RE: "Allow" vs. "Require"

Subject: RE: "Allow" vs. "Require"
From: "Dan Goldstein" <DGoldstein -at- riveraintech -dot- com>
To: <techwr-l -at- lists -dot- techwr-l -dot- com>
Date: Tue, 10 Apr 2012 06:48:15 -0400

With all due respect to the ever-talented Tony Chung, "pekele" is Yiddish, not Gibberish!

To schlep a pekele is to drag along a package - often used metaphorically to mean your own personal bag of troubles. There's a nice description at
http://rabbipjg.blogspot.com/2008/08/pekele-yiddish-noun-package-parcel.html
It's also morphed into a common word in the Israeli army.

As for the software requirements, in this case they have several possible target audiences: coders, testers, users (or their proxies), regulatory and quality staff, marketing, management, etc.

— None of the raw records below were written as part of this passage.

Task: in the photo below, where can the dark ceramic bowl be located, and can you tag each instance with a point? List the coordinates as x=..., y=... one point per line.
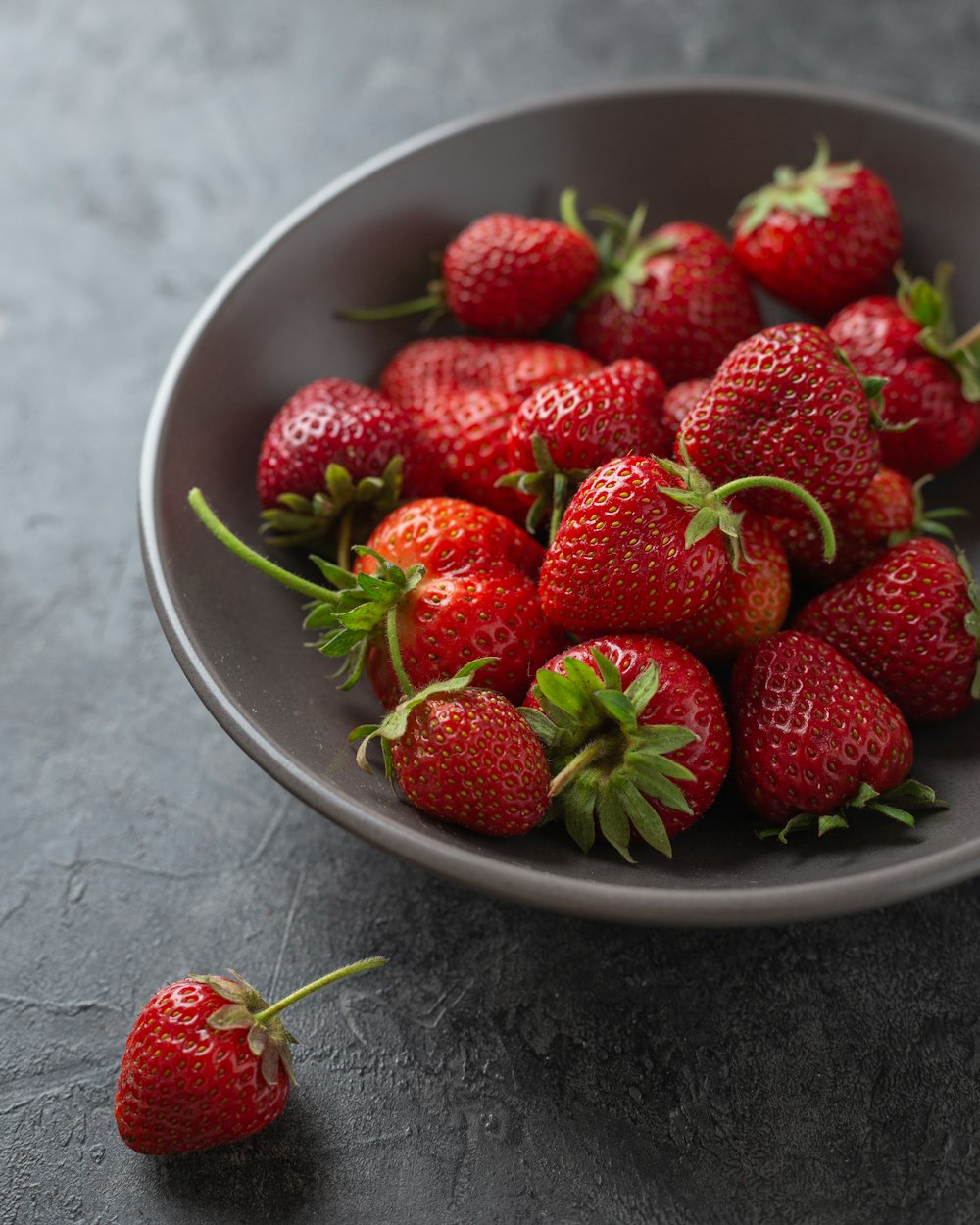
x=692, y=150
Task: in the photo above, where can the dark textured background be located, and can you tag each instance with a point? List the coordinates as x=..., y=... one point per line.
x=509, y=1066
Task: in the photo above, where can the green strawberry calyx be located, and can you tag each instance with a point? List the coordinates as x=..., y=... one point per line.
x=351, y=613
x=344, y=509
x=803, y=192
x=621, y=248
x=926, y=303
x=549, y=485
x=268, y=1038
x=395, y=723
x=896, y=804
x=711, y=511
x=609, y=768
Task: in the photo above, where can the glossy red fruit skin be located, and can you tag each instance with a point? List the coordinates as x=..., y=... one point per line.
x=514, y=275
x=511, y=367
x=862, y=532
x=331, y=420
x=598, y=416
x=880, y=339
x=185, y=1087
x=808, y=729
x=695, y=305
x=901, y=620
x=470, y=759
x=784, y=405
x=618, y=562
x=751, y=604
x=821, y=264
x=479, y=597
x=687, y=697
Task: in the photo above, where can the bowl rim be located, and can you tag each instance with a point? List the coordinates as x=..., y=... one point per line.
x=462, y=862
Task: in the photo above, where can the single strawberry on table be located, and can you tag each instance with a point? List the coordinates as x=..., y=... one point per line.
x=209, y=1062
x=814, y=743
x=822, y=236
x=910, y=621
x=504, y=274
x=636, y=738
x=934, y=375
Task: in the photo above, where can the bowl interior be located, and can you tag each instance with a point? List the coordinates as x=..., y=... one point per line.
x=691, y=152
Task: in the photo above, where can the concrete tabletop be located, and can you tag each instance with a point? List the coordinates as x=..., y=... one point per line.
x=509, y=1066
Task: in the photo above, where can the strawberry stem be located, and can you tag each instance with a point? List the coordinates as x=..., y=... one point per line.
x=370, y=963
x=788, y=486
x=211, y=520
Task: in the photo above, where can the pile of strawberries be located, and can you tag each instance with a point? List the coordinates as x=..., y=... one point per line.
x=591, y=572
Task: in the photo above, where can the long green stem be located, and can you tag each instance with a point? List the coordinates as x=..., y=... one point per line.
x=395, y=652
x=254, y=559
x=788, y=486
x=370, y=963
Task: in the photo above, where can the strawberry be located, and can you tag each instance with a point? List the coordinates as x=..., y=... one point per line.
x=814, y=741
x=818, y=238
x=464, y=755
x=514, y=368
x=636, y=733
x=888, y=511
x=506, y=275
x=675, y=298
x=564, y=430
x=209, y=1062
x=643, y=544
x=934, y=376
x=785, y=405
x=332, y=464
x=751, y=603
x=910, y=622
x=459, y=583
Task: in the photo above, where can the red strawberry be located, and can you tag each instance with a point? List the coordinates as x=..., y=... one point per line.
x=822, y=236
x=813, y=740
x=514, y=368
x=637, y=736
x=643, y=544
x=466, y=591
x=332, y=462
x=464, y=755
x=676, y=299
x=751, y=604
x=934, y=377
x=910, y=622
x=888, y=511
x=207, y=1062
x=785, y=405
x=508, y=275
x=566, y=429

For all of those, Fred's solution was immediately and obviously the best choice: "The RCP shall allow but not require the user to schlep the pekele."


-----Original Message-----
From: Keith Hood
Sent: Monday, April 09, 2012 9:13 PM
To: Dan Goldstein; techwr-l -at- lists -dot- techwr-l -dot- com
Subject: Re: "Allow" vs. "Require"

These are requirements you're working with. A requirement is just that - something that is required. It's something that the software must do. So the requirement should be written as an imperative - the software will or the software must.

For the purpose statement of the requirement, just put "The RCP will provide the user a mechanism for schlepping the pekele."

That says what functionality has to be built in but allows a lot of slop in deciding exactly how to implement it, just the way programmers want it.

When you write the specs for that requirement, there's where you can put in nitpicking about whether the pekele schlepping dialog box is modal, whether or not it has a cancel button, etc. 

What the frabjapping bleep is a pekele?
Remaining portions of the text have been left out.